No. of animals per sex per dose / concentration:

6 to 8

Results and discussion

Toxicokinetic / pharmacokinetic studies

Details on absorption:

In two indepent experiments studying oral gavage in rats, 14.5% *MOCA was excreted in urine in the first 24 hours, although ony ca. 1% is excreted as parent MOCA. By far the largest percentage of *MOCA was excreted in the faeces (ca. 53.5% in the first 24 hours). By 96 hours the rate of exretion in both urine and faeces had been reduced below 1%.

In the skin experiments, the rate of excretion of *MOCA was fairly constant during a 3-day period.

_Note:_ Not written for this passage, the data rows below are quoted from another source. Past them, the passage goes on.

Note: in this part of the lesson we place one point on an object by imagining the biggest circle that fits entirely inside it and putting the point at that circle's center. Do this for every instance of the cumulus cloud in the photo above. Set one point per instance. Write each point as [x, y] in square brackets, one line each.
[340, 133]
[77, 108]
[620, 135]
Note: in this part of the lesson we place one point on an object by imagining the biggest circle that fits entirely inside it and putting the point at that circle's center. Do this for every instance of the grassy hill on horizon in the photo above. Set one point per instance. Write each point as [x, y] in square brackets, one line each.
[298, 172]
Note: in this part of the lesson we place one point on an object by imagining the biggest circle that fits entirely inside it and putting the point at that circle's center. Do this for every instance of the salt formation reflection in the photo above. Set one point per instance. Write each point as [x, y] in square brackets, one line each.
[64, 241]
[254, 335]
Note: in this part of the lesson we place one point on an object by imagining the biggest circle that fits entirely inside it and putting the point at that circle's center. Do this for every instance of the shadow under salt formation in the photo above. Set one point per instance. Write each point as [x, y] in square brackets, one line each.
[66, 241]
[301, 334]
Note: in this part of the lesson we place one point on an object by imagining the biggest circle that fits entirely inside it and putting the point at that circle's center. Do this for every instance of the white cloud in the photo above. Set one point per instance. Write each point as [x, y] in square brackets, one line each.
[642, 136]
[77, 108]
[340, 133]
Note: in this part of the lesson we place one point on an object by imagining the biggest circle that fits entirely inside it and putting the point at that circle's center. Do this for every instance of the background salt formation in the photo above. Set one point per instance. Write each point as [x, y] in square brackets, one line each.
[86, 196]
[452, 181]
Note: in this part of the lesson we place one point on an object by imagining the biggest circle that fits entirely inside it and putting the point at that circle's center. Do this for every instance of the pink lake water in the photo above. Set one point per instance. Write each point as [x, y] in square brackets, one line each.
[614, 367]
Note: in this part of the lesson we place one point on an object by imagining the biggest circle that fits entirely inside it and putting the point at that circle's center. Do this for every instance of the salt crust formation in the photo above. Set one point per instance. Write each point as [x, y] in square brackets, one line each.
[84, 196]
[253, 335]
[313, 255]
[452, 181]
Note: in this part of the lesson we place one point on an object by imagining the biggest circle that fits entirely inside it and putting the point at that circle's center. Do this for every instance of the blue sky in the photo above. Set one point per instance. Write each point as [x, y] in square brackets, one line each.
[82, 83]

Metabolite characterisation studies

Metabolites identified:

not specified

Any other information on results incl. tables

none

Applicant's summary and conclusion

Conclusions:

Interpretation of results (migrated information): other: upon oral administration in rats ca. 13.7% of *MOCA was retained in tissue and ca. 5-13% upon dermal administration
Upon oral administration of *MOCA to rats, ca. 68% is excreted via urine and faeces during the first 24 hours, excretion fells down rapidly during the third day. Within 72 hours ca. 16.5% of the administered compound is excreted in urine, but only 0.25% as parent MOCA. Circa 13% of *MOCA is retained in the tissues after 72 hours. Upon dermal administration of *MOCA to rats, ca. 2.5% is excreted via urine and faeces during the first 72 hours, wherease only very small amounts are excreted as parent MOCA.
Overall, urinary analysis for MOCA may not be a suitable indicator of the extent of recent exposure.